After HAART initiation, individuals infected with HIV may experience “paradoxical reactions” or the so called “clinical flares” that have been defined as the transient worsening or appearance of new signs, symptoms, or radiographic manifestations of underlying opportunistic infections, because of the early restoration of “dysregulated” pathogen specific immune response of the host, rather than the result of antiretroviral treatment failure or a relapse of previous opportunistic infections.2,3

The association of HIV infection and sarcoidosis has rarely been reported, as it is thought that the relative lack of CD4+ T lymphocytes in HIV disease might inhibit the development of sarcoidosis, where these cells play a central part in granuloma formation.4,5 Since HAART has become the standard of care in HIV infected patients, the incidence and outcome of concomitant sarcoidosis and HIV infection has not yet been defined.

We report a case of an HIV positive patient receiving HAART who developed a cutaneous and pulmonary sarcoidosis probably related to the immune restoration syndrome. Prolonged corticosteroid therapy was necessary to control the disease.
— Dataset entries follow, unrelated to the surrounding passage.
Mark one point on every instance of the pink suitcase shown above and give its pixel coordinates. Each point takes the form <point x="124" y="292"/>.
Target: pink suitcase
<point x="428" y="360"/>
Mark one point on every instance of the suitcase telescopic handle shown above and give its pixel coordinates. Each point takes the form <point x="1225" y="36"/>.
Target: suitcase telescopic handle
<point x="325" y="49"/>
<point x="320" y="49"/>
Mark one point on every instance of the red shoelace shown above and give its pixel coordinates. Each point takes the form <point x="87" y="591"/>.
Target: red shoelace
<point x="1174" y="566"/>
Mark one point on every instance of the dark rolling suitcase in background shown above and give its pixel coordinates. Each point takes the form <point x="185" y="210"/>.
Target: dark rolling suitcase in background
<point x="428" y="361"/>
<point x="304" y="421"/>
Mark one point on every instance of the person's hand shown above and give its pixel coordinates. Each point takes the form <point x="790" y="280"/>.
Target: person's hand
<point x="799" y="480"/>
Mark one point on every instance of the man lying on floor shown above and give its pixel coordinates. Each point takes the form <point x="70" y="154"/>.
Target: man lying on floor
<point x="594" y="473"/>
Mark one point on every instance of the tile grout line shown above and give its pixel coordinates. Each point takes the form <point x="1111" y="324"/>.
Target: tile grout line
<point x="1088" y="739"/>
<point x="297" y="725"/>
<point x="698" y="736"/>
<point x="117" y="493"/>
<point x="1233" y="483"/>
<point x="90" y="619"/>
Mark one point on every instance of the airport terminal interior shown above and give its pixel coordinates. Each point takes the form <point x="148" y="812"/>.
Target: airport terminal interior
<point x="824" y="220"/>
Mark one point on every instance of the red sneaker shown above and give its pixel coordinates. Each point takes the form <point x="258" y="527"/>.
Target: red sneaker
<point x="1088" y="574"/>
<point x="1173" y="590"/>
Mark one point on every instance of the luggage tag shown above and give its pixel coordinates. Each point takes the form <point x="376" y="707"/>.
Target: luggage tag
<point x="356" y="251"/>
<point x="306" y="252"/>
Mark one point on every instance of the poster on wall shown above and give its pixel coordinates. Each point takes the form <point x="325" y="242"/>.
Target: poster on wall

A 44 year old ex-drug addicted white man was diagnosed with HIV in December 1988. In September 2000 he presented with persistent low grade fever (37.8°C) and weight loss. Laboratory studies revealed a CD4+ T cell count of 130 cells/μl and a plasma HIV-1 RNA level of 150 000 copies/ml (by reverse transcription polymerase chain reaction; lower limit of detection, 40 copies/ml). Antiretroviral therapy with zidovudine (300 mg twice daily), lamivudine (150 mg twice daily), and efavirenz (600 mg once daily) was initiated and he had a good immunovirological response in four months (CD4+ = 290/μl; HIV-1 RNA <40 copies/ml). Twenty months later the patient complained of asthenia, non-productive cough, dyspnoea on exertion, and multiple subcutaneous nodules in the forearms (fig 1). No symptoms referable to eyes, peripheral nerves, kidneys, liver, or heart were reported. Laboratory evaluation revealed a peripheral white blood cell count of 6560 cells/μl (total lymphocyte count, 2070 cells/μl, 31%) and a CD4+ T cell count of 510 cells/μl, CD8+ T lymphocytes of 1053 cells/μl with a CD4/CD8 ratio of 0.4; HIV-1 RNA level was 3500 copies/ml. Other laboratory findings were unremarkable with the exception of a mild increase in the erythrocyte sedimentation rate (35 mm/hour; normal value <28) and an increase of the serum angiotensin converting enzyme (SACE) level (200 UI/ml; normal value, <52 UI/ml). The tuberculin skin test was negative. Cultures performed on blood, sputum, and urine were negative for bacteria, mycobacteria, fungi, as well as all serological investigations of Mycoplasma pneumoniae, Chlamydia psittaci, Chlamydia pneumoniae, Coxiella burnetii, Legionella spp, and respiratory viruses.

Figure 1

Subcutaneous nodules in forearm.

Both chest radiography and lung computed tomography demonstrated diffuse reticulonodular infiltrates and mediastinal and hilar lymphadenopathy. A bronchoscopy was performed and microbiological cultures of broncheoalveolar lavage (BAL) did not yield any pathogens. Morphological and immunophenotypic profile of BAL showed a mild increase in the total cells recovered (300 000/ml: macrophage, 90%; lymphocytes, 9%) and lymphocyte subsets revealing a CD4+ cell count of 52%, and a CD8+ cell count of 43%, with CD4/CD8 ratio of 1.2. Transbronchial biopsy was considered but not obtained because the patient refused. A biopsy specimen of one subcutaneous nodule was therefore obtained. Histological examination revealed epithelioid cell granulomas with polynucleated giant cells suggesting a sarcoid granuloma (fig 2). Instead, special stains and microbiological cultures for bacteria, acid-fast bacilli, parasitic organisms, and fungi remained negative. Sarcoidosis with skin and pulmonary involvement was subsequently diagnosed and treatment with prednisolone at a daily dosage of 50 mg was initiated and gradually tapered. Over the next 2–3 weeks, all skin nodules and pulmonary symptoms resolved and SACE level returned to normal. The CD4+ cell count was 720/μl, and HIV-1 RNA viral load was 1200 copies/ml. However a month later, the patient abruptly discontinued steroid therapy and within a few days developed new skin nodules that required the reintroduction of steroid therapy. Steroid treatment was continued for two months and then gradually tapered without relapse of the disease.

Figure 2

Subcutaneous nodule biopsy showing non-caseating granulomas with epithelioid histiocytes and surrounding lymphocytes consistent with sarcoidosis (haematoxylin-eosin stain, original magnification × 100).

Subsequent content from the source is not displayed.